実は、忙しいことでモチベーションが下がる環境がある一方で、忙しい中でもモチベーションを維持できる環境があることがわかってきました。
それを説明できるが「要求度コントロールモデル」です。簡単に説明すると職場のストレスを2つの軸で考えます。
1つの軸は「要求度」、すなわち「どれくらいの仕事のプレッシャーを会社から与えられているか」です。
もう1つの軸は「コントロール」、つまり「自分でその状況をどれくらいコントロールする自由を持っているか」です。
忙しくても、ストレスを感じにくい仕事の特徴は?
たとえ仕事の要求が高く多忙を極めても、自由裁量をもっていればストレスが高くなりにくいことが分かっています。自己決定ができることがモチベーションの維持につながっていると考えられます。
忙しく、目標が厳しくても、自分のやり方で納得のいく仕事ができる。これが忙しくてもストレスをため込まない仕組みのようです。

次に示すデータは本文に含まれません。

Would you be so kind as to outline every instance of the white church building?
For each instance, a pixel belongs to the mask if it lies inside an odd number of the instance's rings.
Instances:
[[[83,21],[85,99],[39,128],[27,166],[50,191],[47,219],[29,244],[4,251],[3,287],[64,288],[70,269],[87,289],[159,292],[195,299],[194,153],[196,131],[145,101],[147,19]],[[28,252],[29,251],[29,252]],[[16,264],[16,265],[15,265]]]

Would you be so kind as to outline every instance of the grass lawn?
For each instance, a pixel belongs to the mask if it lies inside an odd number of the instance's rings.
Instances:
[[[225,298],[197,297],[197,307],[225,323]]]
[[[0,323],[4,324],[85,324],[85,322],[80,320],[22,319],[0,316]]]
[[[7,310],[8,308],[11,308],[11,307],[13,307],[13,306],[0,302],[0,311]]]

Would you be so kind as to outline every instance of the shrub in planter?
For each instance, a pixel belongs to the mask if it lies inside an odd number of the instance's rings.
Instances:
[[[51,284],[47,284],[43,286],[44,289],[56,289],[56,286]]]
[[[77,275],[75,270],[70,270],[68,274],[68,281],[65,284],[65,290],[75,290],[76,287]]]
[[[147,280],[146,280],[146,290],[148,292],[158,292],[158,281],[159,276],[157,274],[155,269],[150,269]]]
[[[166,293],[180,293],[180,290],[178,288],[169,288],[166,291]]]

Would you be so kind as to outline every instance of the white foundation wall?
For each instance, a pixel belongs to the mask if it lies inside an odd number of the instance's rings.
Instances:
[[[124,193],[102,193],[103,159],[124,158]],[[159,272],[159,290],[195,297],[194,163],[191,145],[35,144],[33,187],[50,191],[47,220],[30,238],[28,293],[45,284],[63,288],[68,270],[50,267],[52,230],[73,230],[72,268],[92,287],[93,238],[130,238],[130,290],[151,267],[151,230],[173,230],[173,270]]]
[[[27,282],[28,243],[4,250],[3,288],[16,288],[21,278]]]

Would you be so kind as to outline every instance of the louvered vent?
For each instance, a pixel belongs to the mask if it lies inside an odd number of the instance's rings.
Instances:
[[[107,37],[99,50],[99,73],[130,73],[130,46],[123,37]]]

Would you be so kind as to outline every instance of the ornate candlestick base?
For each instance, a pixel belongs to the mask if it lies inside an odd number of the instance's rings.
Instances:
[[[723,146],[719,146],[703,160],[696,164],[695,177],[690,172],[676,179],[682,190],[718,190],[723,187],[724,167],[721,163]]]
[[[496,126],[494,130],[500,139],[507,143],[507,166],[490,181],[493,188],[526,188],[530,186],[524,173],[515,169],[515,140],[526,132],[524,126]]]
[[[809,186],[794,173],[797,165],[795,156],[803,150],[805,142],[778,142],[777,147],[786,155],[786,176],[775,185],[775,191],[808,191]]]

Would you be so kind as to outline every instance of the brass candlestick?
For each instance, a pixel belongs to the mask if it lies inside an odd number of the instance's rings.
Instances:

最近だと、自分の好きな場所で働いたり、好きな時間を選んで働いたりできる会社も増えています。これも一つの自由裁量であり、ストレス低減につながっているはずです。
要求度が高いが裁量権がある仕事としては、経営者やコンサルタント、弁護士、公認会計士、税理士、医師、建築士、会社員でいうとマネージャーのポジションなどがあげられます。専門性や高いスキルや判断力、責任が求められストレスが高い業務をこなしますが、意思決定権がある仕事です。
難易度が高く誰もができる仕事ではないため、給与も高水準であるケースがほとんどです。
最もストレスフルな環境
反対にストレスが非常に高く感じる仕事は、仕事への要求が高いうえに、裁量が狭く管理が細かく、厳しい環境です。このように最もストレスフルな仕事を「高ストレインジョブ」と呼ばれます。
あれこれ細かく命じられて働かされる、そのうえで成果も厳しく求められると従業員が感じているなら、高ストレインな仕事になってしまっています。
・達成困難なKPI目標設定がトップダウンで行われ、目標を達成していない場合は厳しく叱責される、できるまで時間外でもやらされるため長時間労働が常態化している。
・責任の重いマネジメントのポジションだけれども働き方や目標についての決定権はない、いわゆる名ばかり管理職となっている。
自社が上記のパターンに陥っているようであれば、社員のストレスは非常に高いものになっているかもしれません。
最もストレスの低い仕事は?
仕事の要求度が低く楽ちんな仕事で、しかも裁量が広く自由に働くことができる職場が、最もストレスの低い職場になります。簡単な作業ベースの仕事で、管理者が細かく管理せず自由に仕事をしていても怒られない、締め切り期日も特に意識しなくてもよい、仕事のミスがあっても怒られないなどの環境でしょうか。確かにストレスはかからなそうですが、生鮮性が低い職場になってしまうでしょう。
あなたの職場のストレス度は?
それでは、自社の職場のストレス度を簡単なチェックで判断してみましょう。
【裁量がない】
□仕事量の決定に際して自分の意向が反映できない
□必要に応じて自分で仕事のペースを変えられない
□必要に応じて自分で仕事の手順や方法を変えられない
チェックが多いと、裁量の範囲が狭いという判断をしてください。
【要求度が高い】
□予定外の仕事がしばしば飛び込んでくる
□仕事の締め切り・納期にゆとりがない
□残業や休日出勤をしないと仕事が終らない
チェックが多いと要求度が高いという判断をしてください。
高ストレインジョブの環境から脱するために
いかがでしたか。
自社は高ストレインジョブに陥っていなかったでしょうか。
もし、「裁量がない」と「要求度が高い」の両方が2以上当てはまる場合は、高ストレインな職場環境に陥っているかもしれません。
社員全体のストレスが高い職場は、全体的な要求と管理が厳しいケースにあります。要求(目標)が高すぎないか、管理が細かすぎないか、など緩められるポイントがないかを探ることも大切だと思います。
また、管理職のストレスが高いようであれば、働く時間や場所の自由や目標の決定権を持たせるなど、裁量の範囲を広げてみることで、ストレスが軽減され、やりがいをもって働く管理職となっていただけるのではないでしょうか。
最近では管理職になりたくない新入社員が増えています。管理職がイキイキと働くことで、
上を目指したいと思う社員が増え、長く働いてもらうことができる職場づくりを目指すことができるのではないかと思います。